Here, Petitioner argues that he did not raise his ineffective assistance of counsel claims because he was "barred from any further appeal due to the actions [of Byrnes]." (Petition, ¶ 12(b), ¶ 12(c)). As to the merits of the claim, Petitioner argues:
Kevin G. Byrnes, Esq. Failed in his duties to his client by not filing any form of appeal or request for more time to appeal or recusing himself from the case in a timely manner with due diligence to his client's best interest and protection of his civil rights. (Petition, ¶ 12(a)). Petitioner does not claim that Byrnes was ineffective insofar as his trial was concerned. His sole argument is that Byrnes did not file an appeal to the New Jersey Supreme Court. Petitioner believes that the New Jersey Supreme Court barred any further appeal.
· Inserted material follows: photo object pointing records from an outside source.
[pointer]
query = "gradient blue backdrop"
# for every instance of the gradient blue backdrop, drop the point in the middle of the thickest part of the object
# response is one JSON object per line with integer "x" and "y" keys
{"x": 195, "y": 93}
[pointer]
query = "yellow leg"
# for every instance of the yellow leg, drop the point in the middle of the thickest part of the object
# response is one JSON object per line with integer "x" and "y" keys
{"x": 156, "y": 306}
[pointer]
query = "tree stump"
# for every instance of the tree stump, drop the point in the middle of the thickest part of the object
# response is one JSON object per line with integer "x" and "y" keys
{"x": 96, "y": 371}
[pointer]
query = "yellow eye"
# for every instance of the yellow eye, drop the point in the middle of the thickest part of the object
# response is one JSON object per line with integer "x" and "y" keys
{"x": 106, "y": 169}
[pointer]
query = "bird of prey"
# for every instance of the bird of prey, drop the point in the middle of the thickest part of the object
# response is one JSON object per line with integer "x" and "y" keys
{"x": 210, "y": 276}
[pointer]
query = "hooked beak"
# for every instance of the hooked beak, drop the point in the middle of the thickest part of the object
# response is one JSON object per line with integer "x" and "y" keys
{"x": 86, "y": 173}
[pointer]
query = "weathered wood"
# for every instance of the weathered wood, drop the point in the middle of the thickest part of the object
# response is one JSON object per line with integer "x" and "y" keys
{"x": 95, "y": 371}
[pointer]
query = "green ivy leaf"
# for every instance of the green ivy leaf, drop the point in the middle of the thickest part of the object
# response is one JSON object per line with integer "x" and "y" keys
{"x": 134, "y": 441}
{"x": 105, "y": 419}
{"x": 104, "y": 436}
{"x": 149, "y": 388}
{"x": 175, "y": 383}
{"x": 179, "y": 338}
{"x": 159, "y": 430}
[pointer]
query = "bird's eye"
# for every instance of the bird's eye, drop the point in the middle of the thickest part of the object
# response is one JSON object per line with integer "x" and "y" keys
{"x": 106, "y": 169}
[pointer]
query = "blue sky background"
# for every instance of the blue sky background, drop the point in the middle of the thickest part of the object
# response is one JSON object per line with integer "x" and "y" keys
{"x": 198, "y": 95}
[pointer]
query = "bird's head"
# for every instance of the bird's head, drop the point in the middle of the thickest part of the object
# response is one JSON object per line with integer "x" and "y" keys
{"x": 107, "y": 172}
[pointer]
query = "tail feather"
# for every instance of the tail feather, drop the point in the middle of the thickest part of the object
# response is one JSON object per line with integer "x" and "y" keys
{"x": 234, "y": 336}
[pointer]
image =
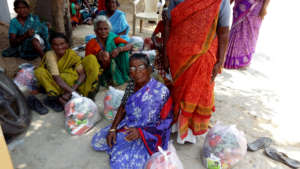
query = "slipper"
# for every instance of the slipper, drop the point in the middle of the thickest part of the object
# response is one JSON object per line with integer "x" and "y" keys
{"x": 260, "y": 143}
{"x": 281, "y": 157}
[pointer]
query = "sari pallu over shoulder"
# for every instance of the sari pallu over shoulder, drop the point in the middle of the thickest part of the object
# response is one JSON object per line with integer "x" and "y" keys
{"x": 192, "y": 49}
{"x": 192, "y": 31}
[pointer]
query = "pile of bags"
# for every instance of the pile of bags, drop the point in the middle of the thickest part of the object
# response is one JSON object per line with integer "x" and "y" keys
{"x": 25, "y": 79}
{"x": 81, "y": 114}
{"x": 164, "y": 159}
{"x": 112, "y": 101}
{"x": 224, "y": 147}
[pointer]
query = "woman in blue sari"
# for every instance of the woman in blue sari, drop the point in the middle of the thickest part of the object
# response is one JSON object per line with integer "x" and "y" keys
{"x": 117, "y": 18}
{"x": 142, "y": 123}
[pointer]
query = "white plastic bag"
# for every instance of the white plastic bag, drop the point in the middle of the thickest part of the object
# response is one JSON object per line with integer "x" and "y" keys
{"x": 25, "y": 79}
{"x": 137, "y": 42}
{"x": 112, "y": 101}
{"x": 164, "y": 159}
{"x": 81, "y": 114}
{"x": 224, "y": 147}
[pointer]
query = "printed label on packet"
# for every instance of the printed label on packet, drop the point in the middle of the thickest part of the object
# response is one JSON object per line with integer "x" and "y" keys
{"x": 213, "y": 162}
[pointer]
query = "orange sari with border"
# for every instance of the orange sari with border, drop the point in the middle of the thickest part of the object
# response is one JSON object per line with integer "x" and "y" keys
{"x": 192, "y": 49}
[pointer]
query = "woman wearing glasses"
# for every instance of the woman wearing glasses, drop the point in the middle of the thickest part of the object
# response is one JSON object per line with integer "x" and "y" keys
{"x": 111, "y": 52}
{"x": 142, "y": 122}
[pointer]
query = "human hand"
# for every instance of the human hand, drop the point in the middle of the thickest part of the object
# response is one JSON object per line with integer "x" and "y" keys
{"x": 77, "y": 7}
{"x": 216, "y": 70}
{"x": 30, "y": 32}
{"x": 132, "y": 134}
{"x": 111, "y": 139}
{"x": 66, "y": 96}
{"x": 115, "y": 52}
{"x": 262, "y": 13}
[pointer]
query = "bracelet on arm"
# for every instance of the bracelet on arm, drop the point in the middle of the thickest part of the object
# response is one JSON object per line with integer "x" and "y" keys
{"x": 112, "y": 130}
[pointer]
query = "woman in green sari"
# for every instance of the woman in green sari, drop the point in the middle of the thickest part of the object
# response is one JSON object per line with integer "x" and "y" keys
{"x": 111, "y": 52}
{"x": 62, "y": 72}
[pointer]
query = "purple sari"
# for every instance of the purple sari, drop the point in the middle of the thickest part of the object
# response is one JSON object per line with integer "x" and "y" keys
{"x": 244, "y": 33}
{"x": 149, "y": 110}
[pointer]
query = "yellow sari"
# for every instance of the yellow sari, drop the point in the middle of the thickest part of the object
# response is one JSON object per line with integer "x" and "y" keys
{"x": 68, "y": 66}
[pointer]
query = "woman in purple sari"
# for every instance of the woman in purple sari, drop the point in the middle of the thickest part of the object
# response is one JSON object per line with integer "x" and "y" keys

However, the record of this case reveals otherwise. Petitioner notes in his petition that his case was heard on direct appeal and denied. Petitioner attaches to his petition the first page of Byrnes' request to the New Jersey Supreme Court to file his petition for certification nunc pro tunc. It appears that the New Jersey Supreme Court granted that request to consider the petition, because the petition for certification was denied in March of 2009. See State v. Hancock, 198 N.J. 474 (2009).
Therefore, Petitioner presents no issue that would implicate Strickland or Flores-Ortega, as he has not shown any prejudice by counsel's actions or inaction. Petitioner has not been denied the opportunity to appeal--- in fact, he has appealed. Thus, Petitioner's mixed petition does not present a meritorious unexhausted claim.
As such, this Court is not obliged under Rhines to stay the mixed petition, but rather must dismiss the petition as unexhausted.
CERTIFICATE OF APPEALABILITY
Pursuant to 28 U.S.C. § 2253(c), unless a circuit justice or judge issues a certificate of appealability, an appeal may not be taken from a final order in a proceeding under 28 U.S.C. § 2254. A certificate of appealability may issue "only if the applicant has made a substantial showing of the denial of a constitutional right." 28 U.S.C. § 2253(c)(2). "A petitioner satisfies this standard by demonstrating that jurists of reason could disagree with the district court's resolution of his constitutional claims or that jurists could conclude the issues presented are adequate to deserve encouragement to proceed further." Miller-El v. Cockrell, 537 U.S. 322 (2003). "When the district court denies a habeas petition on procedural grounds without reaching the prisoner's underlying constitutional claim, a COA should issue when the prisoner shows, at least, that jurists of reason would find it debatable whether the petition states a valid claim of the denial of a constitutional right and that jurists of reason would find it debatable whether the district court was correct in its procedural ruling." Slack v. McDaniel, 529 U.S. 473, 484 (2000).
Here, jurists of reason would not find the court's procedural disposition of this case debatable. Accordingly, no certificate of appealability will issue.
For the foregoing reasons, this Court finds that Petitioner's mixed petition should be dismissed, for failure to exhaust.
No certificate of appealability will issue, insofar as Petitioner has failed to make a substantial showing of the denial of a constitutional right pursuant to 28 U.S.C. § 2253(c)(2).